Surnames: Lamar, Winn
contributed by jchavnar


From: Pen Pictures from the Garden of the World or Santa Clara County, California, Illustrated. Edited by H.S. Foote, Published, Chicago: The Lewis Publishing Company 1888. Page 100

JUDGE JOSEPH BASIL LAMAR is a descendant of old Huguenot ancestors, who settled in Charleston, South Carolina, in colonial days. Both his grandsires – Lamar and Winn – were soldiers in the War of the Revolution. The Judge has a highly prized relic of those times, - a gold watch which strikes the time, which his grandfather Winn carried during that war, and was on his person when he was taken prisoner by Lord Cornwallis at Camden, South Carolina.

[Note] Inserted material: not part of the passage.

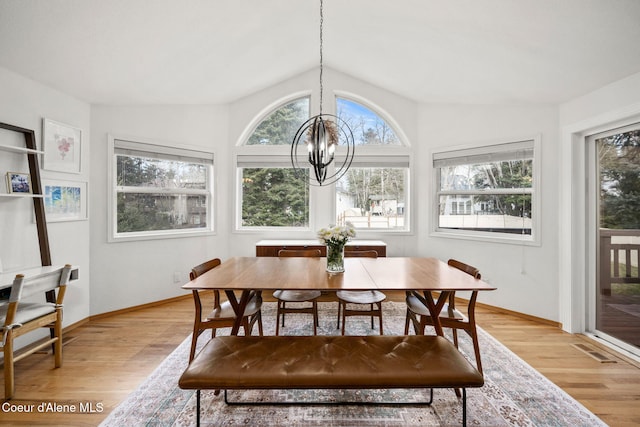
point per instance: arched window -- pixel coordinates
(269, 193)
(373, 194)
(279, 127)
(368, 127)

Judge Lamar was born in Georgia in 1827, educated and reared in his native State, and studied law and was admitted to the Bar before he was twenty-one years of age, by special act of the Legislature. After practicing a short time he came to California. Starting from home in company with five other young men, they halted at New Orleans, where they met Gen. Mirabeau B. Lamar, second president of the republic of Texas, and relative of the Judge – who advised the party to make the trip through Mexico. And furnished with letters of introduction to prominent persons at the principal cities, and a good stock of information and advice from him, they crossed the gulf to Vera Cruz, and made the trip overland, visiting the city of Mexico and other points of interest and consuming three months en route. Embarking at Mazatlan, they sailed for San Francisco, where they arrived April 24, 1849. Mr. Lamar and his companions, like most of the immigrants of that day, were gold seekers and went into the mines.

Mr. Lamar settled in Mendocino County in 1854. In 1858 he was elected to the Legislature from Sonoma County. While serving in that body the following year, Mr. Lamar prepared and introduced the bill organizing Mendocino County; and in 1860 he was elected to represent the new county in the Legislature. In 1866 he was elected county judge of Mendocino County; he served one term – four years - and then resumed his law practice, in which he has been engaged ever since. In 1876 he was appointed attorney for the Board of State Harbor Commissioners, and held that position four year. In 1883 he settled in San Jose, where he has ever since been engaged in the practice of his profession.